Gus Usup tak pernah memandang bulu dalam bersosialisasi, berbeda dengan orang-orang bertahta di luar sana. Mereka yang lebih sibuk bergaul dengan yang setara sedangkan lupa dengan kami yang di bawah. Masyarakat sangat senang bergaul dengannya, saling bertukar cerita, berbagi pengalaman, meminta nasihat dan menghilabgkan duka lara, seperti pada cerpen tersebut, yakni dengan cara bermain kartu. Sekilas mungkin terselip di benak kita jika bermain kartu adalah hal yang tabu jika dimainkan oleh orang yang tinggi ilmu agamanya. Namun, tidak demikian dengan Gus Usup. Ia bermain hanya untuk menghibur diri, bersilaturrahmi dengan masyarakat sekitar, serta membangun canda tawa yang merekah. Masyarakat di desa tinggal dari berbagai macam daerah, adat, dan budaya yang melekat erat, seperti adanya kebiasaan yang menganggap suatu hal sebagai barang yang keramat, yakni cincin batu akik yang memiliki corak sirik naga yang digunakan oleh GusUsup. Masyarakat setempat menganggapnya keramat karena berbagai hal, salah satunya seperti yang diungkapkan pada cerpen tersebut, yakni Gus Usup selalu memenangkan permainan kartu jika dia mengenakan cincin tersebut. Bagi orang awam hal itu memanglah tabu, namun bagi orang yang mengerti maka tak salah jika benda tersebut dianggap keramat dan direbut oleh banyak pihak.
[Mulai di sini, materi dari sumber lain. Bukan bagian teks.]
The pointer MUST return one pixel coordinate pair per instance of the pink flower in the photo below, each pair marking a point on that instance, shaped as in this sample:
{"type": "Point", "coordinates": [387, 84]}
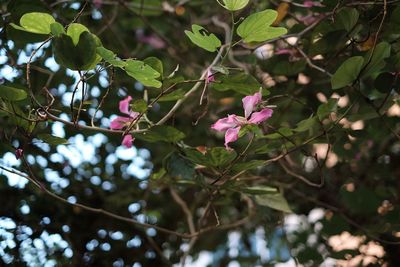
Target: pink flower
{"type": "Point", "coordinates": [19, 153]}
{"type": "Point", "coordinates": [231, 125]}
{"type": "Point", "coordinates": [312, 3]}
{"type": "Point", "coordinates": [128, 140]}
{"type": "Point", "coordinates": [98, 3]}
{"type": "Point", "coordinates": [121, 122]}
{"type": "Point", "coordinates": [210, 77]}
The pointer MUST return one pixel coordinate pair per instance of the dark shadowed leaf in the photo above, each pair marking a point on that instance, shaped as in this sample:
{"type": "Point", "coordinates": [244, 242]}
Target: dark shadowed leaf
{"type": "Point", "coordinates": [347, 73]}
{"type": "Point", "coordinates": [11, 93]}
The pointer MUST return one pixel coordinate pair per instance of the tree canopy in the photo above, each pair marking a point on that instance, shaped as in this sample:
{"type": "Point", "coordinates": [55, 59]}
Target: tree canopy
{"type": "Point", "coordinates": [208, 132]}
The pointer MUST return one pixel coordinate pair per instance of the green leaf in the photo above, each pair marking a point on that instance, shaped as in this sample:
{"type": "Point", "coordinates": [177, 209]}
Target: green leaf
{"type": "Point", "coordinates": [139, 105]}
{"type": "Point", "coordinates": [179, 167]}
{"type": "Point", "coordinates": [57, 29]}
{"type": "Point", "coordinates": [347, 73]}
{"type": "Point", "coordinates": [161, 133]}
{"type": "Point", "coordinates": [233, 5]}
{"type": "Point", "coordinates": [214, 157]}
{"type": "Point", "coordinates": [252, 164]}
{"type": "Point", "coordinates": [52, 140]}
{"type": "Point", "coordinates": [274, 201]}
{"type": "Point", "coordinates": [242, 83]}
{"type": "Point", "coordinates": [35, 22]}
{"type": "Point", "coordinates": [348, 17]}
{"type": "Point", "coordinates": [11, 93]}
{"type": "Point", "coordinates": [377, 62]}
{"type": "Point", "coordinates": [386, 81]}
{"type": "Point", "coordinates": [75, 30]}
{"type": "Point", "coordinates": [110, 57]}
{"type": "Point", "coordinates": [156, 64]}
{"type": "Point", "coordinates": [178, 94]}
{"type": "Point", "coordinates": [289, 68]}
{"type": "Point", "coordinates": [200, 38]}
{"type": "Point", "coordinates": [80, 57]}
{"type": "Point", "coordinates": [325, 109]}
{"type": "Point", "coordinates": [282, 132]}
{"type": "Point", "coordinates": [256, 27]}
{"type": "Point", "coordinates": [219, 156]}
{"type": "Point", "coordinates": [306, 124]}
{"type": "Point", "coordinates": [259, 190]}
{"type": "Point", "coordinates": [143, 73]}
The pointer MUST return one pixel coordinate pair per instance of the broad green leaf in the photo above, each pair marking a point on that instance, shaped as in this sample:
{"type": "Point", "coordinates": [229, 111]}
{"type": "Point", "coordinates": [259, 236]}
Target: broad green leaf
{"type": "Point", "coordinates": [386, 81]}
{"type": "Point", "coordinates": [306, 124]}
{"type": "Point", "coordinates": [326, 108]}
{"type": "Point", "coordinates": [257, 27]}
{"type": "Point", "coordinates": [11, 93]}
{"type": "Point", "coordinates": [259, 190]}
{"type": "Point", "coordinates": [199, 37]}
{"type": "Point", "coordinates": [75, 30]}
{"type": "Point", "coordinates": [175, 95]}
{"type": "Point", "coordinates": [214, 157]}
{"type": "Point", "coordinates": [242, 83]}
{"type": "Point", "coordinates": [35, 22]}
{"type": "Point", "coordinates": [52, 140]}
{"type": "Point", "coordinates": [377, 61]}
{"type": "Point", "coordinates": [221, 69]}
{"type": "Point", "coordinates": [156, 64]}
{"type": "Point", "coordinates": [161, 133]}
{"type": "Point", "coordinates": [289, 68]}
{"type": "Point", "coordinates": [233, 5]}
{"type": "Point", "coordinates": [347, 73]}
{"type": "Point", "coordinates": [275, 201]}
{"type": "Point", "coordinates": [362, 200]}
{"type": "Point", "coordinates": [348, 17]}
{"type": "Point", "coordinates": [281, 133]}
{"type": "Point", "coordinates": [143, 73]}
{"type": "Point", "coordinates": [57, 29]}
{"type": "Point", "coordinates": [110, 57]}
{"type": "Point", "coordinates": [147, 7]}
{"type": "Point", "coordinates": [246, 166]}
{"type": "Point", "coordinates": [180, 167]}
{"type": "Point", "coordinates": [80, 57]}
{"type": "Point", "coordinates": [219, 156]}
{"type": "Point", "coordinates": [139, 105]}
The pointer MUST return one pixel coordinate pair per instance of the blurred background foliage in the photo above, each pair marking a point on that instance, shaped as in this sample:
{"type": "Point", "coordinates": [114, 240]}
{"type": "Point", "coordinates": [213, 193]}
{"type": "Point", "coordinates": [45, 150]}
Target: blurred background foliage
{"type": "Point", "coordinates": [336, 121]}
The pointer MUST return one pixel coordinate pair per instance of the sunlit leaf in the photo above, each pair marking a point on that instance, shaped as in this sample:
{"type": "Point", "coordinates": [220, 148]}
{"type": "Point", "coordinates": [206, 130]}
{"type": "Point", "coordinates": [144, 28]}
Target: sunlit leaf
{"type": "Point", "coordinates": [201, 38]}
{"type": "Point", "coordinates": [143, 73]}
{"type": "Point", "coordinates": [257, 27]}
{"type": "Point", "coordinates": [52, 140]}
{"type": "Point", "coordinates": [233, 5]}
{"type": "Point", "coordinates": [35, 22]}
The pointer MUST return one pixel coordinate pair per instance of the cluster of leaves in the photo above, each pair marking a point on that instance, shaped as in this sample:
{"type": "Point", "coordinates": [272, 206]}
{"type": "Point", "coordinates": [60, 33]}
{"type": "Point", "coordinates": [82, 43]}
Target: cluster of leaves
{"type": "Point", "coordinates": [323, 77]}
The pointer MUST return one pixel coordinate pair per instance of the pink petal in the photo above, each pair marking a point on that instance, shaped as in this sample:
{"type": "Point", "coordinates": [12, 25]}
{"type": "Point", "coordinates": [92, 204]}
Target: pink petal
{"type": "Point", "coordinates": [250, 103]}
{"type": "Point", "coordinates": [124, 105]}
{"type": "Point", "coordinates": [119, 122]}
{"type": "Point", "coordinates": [128, 140]}
{"type": "Point", "coordinates": [19, 153]}
{"type": "Point", "coordinates": [231, 135]}
{"type": "Point", "coordinates": [312, 3]}
{"type": "Point", "coordinates": [224, 124]}
{"type": "Point", "coordinates": [263, 115]}
{"type": "Point", "coordinates": [283, 52]}
{"type": "Point", "coordinates": [210, 77]}
{"type": "Point", "coordinates": [133, 115]}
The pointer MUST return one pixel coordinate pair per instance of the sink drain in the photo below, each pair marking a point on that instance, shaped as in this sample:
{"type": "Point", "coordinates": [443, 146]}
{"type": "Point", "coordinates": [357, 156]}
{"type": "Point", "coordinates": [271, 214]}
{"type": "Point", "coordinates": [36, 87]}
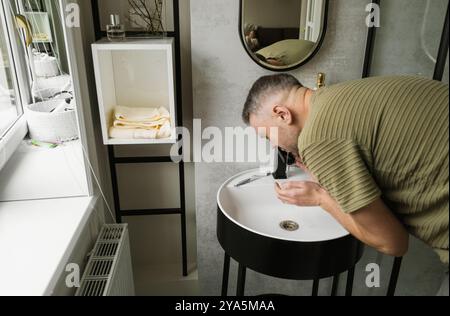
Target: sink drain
{"type": "Point", "coordinates": [289, 226]}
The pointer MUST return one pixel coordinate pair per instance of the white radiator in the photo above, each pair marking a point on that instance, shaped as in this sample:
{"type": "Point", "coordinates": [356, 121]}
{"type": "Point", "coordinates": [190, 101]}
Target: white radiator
{"type": "Point", "coordinates": [109, 271]}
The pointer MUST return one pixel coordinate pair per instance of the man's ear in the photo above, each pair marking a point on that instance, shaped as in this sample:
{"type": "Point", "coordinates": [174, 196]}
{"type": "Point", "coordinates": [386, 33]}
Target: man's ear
{"type": "Point", "coordinates": [283, 113]}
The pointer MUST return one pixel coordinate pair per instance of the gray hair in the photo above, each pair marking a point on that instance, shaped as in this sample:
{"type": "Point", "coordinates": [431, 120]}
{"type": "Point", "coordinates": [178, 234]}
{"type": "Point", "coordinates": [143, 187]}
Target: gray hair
{"type": "Point", "coordinates": [264, 87]}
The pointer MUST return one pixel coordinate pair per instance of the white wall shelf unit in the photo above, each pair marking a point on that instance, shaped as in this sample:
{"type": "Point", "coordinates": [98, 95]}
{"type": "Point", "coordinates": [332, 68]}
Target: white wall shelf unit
{"type": "Point", "coordinates": [135, 73]}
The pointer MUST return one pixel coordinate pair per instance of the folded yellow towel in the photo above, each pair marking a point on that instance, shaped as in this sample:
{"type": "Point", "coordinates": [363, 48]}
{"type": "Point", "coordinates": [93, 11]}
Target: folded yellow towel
{"type": "Point", "coordinates": [141, 115]}
{"type": "Point", "coordinates": [161, 132]}
{"type": "Point", "coordinates": [143, 125]}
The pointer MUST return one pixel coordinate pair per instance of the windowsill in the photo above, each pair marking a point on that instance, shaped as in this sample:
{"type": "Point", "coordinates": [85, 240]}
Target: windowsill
{"type": "Point", "coordinates": [36, 240]}
{"type": "Point", "coordinates": [40, 173]}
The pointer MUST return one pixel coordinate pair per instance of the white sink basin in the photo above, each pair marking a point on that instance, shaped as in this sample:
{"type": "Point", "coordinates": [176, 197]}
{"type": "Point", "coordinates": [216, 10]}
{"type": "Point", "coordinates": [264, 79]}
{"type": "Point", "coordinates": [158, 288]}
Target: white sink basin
{"type": "Point", "coordinates": [256, 208]}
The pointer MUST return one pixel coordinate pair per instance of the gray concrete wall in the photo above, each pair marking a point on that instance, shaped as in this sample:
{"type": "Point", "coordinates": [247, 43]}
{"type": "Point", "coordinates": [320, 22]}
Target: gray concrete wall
{"type": "Point", "coordinates": [222, 76]}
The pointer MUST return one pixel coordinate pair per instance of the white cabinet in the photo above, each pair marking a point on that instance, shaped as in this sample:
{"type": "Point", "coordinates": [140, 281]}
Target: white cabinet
{"type": "Point", "coordinates": [135, 73]}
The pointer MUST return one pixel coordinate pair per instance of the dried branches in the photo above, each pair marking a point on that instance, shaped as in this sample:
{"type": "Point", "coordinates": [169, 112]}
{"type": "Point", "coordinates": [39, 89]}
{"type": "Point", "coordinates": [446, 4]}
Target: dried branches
{"type": "Point", "coordinates": [147, 16]}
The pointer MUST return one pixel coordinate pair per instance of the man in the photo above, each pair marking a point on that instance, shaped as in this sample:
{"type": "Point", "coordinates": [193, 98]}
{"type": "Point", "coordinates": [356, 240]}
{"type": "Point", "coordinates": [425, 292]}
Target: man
{"type": "Point", "coordinates": [377, 147]}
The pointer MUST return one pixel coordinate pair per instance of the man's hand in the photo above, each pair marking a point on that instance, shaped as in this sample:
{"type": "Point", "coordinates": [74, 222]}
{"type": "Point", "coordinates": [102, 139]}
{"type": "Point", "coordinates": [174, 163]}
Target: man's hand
{"type": "Point", "coordinates": [300, 193]}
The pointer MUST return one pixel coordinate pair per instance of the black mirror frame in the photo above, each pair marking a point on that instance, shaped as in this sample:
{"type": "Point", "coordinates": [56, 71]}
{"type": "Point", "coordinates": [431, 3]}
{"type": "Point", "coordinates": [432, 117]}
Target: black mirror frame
{"type": "Point", "coordinates": [311, 56]}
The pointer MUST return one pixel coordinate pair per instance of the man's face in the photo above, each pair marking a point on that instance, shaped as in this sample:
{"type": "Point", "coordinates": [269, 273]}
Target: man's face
{"type": "Point", "coordinates": [278, 130]}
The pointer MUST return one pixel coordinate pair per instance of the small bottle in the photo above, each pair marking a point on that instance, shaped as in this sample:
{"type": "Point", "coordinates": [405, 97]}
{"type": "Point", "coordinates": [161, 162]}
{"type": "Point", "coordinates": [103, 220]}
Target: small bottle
{"type": "Point", "coordinates": [320, 80]}
{"type": "Point", "coordinates": [115, 31]}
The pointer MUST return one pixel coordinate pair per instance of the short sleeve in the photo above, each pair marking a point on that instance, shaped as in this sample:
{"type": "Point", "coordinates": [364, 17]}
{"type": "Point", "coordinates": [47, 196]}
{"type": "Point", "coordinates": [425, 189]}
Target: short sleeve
{"type": "Point", "coordinates": [340, 168]}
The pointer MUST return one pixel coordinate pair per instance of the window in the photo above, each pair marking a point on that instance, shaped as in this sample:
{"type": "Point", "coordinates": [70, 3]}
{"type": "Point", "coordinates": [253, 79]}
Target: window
{"type": "Point", "coordinates": [10, 105]}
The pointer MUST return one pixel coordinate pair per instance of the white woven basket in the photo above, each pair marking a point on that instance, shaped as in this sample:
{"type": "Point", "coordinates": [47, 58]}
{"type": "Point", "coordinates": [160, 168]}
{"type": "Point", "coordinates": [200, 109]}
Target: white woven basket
{"type": "Point", "coordinates": [51, 127]}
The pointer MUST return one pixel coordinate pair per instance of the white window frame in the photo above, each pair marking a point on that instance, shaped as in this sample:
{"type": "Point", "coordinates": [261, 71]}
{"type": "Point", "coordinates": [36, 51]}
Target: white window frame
{"type": "Point", "coordinates": [12, 138]}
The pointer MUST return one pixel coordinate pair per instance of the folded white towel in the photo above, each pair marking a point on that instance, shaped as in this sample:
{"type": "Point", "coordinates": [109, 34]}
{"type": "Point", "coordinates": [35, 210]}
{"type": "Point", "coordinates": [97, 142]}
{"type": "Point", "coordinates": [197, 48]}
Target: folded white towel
{"type": "Point", "coordinates": [137, 133]}
{"type": "Point", "coordinates": [141, 115]}
{"type": "Point", "coordinates": [119, 133]}
{"type": "Point", "coordinates": [143, 125]}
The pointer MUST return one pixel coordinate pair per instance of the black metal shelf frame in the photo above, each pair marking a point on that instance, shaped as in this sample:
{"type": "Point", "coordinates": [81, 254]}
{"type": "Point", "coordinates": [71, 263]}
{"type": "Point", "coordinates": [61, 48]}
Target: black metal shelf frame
{"type": "Point", "coordinates": [115, 161]}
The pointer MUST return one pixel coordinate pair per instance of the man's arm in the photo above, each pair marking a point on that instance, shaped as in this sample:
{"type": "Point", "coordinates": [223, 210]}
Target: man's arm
{"type": "Point", "coordinates": [375, 225]}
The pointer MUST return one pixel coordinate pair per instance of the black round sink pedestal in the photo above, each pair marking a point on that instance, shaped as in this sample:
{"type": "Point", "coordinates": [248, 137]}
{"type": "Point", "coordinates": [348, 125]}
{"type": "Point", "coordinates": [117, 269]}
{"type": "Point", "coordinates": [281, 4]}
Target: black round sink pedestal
{"type": "Point", "coordinates": [286, 259]}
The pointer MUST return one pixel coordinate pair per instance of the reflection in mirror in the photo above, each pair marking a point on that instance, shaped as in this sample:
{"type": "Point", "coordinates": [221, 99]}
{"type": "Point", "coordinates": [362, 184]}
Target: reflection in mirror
{"type": "Point", "coordinates": [282, 34]}
{"type": "Point", "coordinates": [49, 162]}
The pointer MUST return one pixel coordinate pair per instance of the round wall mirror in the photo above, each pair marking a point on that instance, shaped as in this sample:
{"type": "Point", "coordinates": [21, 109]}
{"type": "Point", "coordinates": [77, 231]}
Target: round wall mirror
{"type": "Point", "coordinates": [281, 35]}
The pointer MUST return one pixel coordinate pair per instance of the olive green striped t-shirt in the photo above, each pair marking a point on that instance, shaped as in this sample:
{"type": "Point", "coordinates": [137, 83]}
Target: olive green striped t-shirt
{"type": "Point", "coordinates": [384, 137]}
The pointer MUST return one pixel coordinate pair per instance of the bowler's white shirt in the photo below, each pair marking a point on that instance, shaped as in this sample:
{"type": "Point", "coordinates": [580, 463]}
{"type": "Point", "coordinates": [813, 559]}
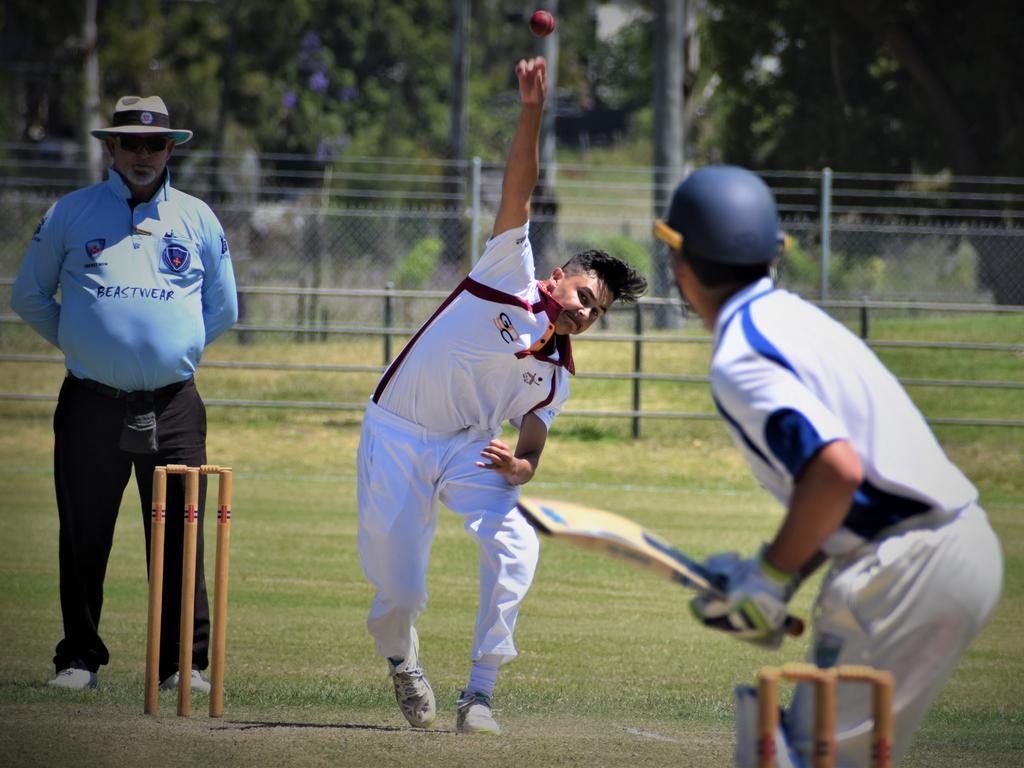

Seperti di dunia nyata ini, ada tempat yang diyakini masyarakat sebagia tempat angker karena memiliki cerita mistis di dalamnya. Cerita tersebut terus mengembang di benak masyarakat hingga saat ini, maka tak heran jika ada hari tertentu dimana masyarakat sekitar mengadakan ruwat atau suatu bentuk penghormatan yang diberikan pada tempat yang dianggap keramat tersebut dengan hatapan agar tidak ada masalah, dan balak yang menimpa.
Cerpen tersebut menarik karena dalam penyajiannya menggunakan bahasa jawa yang tak asing di telinga kita. Seperti oada kata "mlembung", "nyolong", "ngandang", dan "nyetrum". Cerpen tersebut mengandung nilai humor yang membuat minat serta daya tarik pembaca menjadi bergairah. Pesan yang tersirat dalam cerpen tersebut adalah jadilah manusia yang ingat akan siapa kedudukan kita di dunia. Jangan jadi manusia yang selalu senantiasa menyibukkan diri dengan aktifitas yang membuat kita lupa akan segalanya, seperti enggan bersosialisasi dengan sesama yang tak sederajat. Ingatlah kita hidup ini saling membutuhkan dan hingga kita tiada nanti kita pun masih mmebutuhkan uluran tangan orang lain. Jadilah manusia yang dapat menyebarkan manfaat bagi sesama, jangan menilai sesuatu dari apa yang kau lihat. Karena yang kita lihat belum tentu benar adanya. Jangan hanya sibuk mencari harta hingga kita menghalalkan segala cara, termasuk ingin meraih sesuatu yang bukan hak kita. Jangan suka jadi penikung bagi sesama. Jadilah orang yang dengan bijak dan cara yang bersih dalam meraih angan dan asa.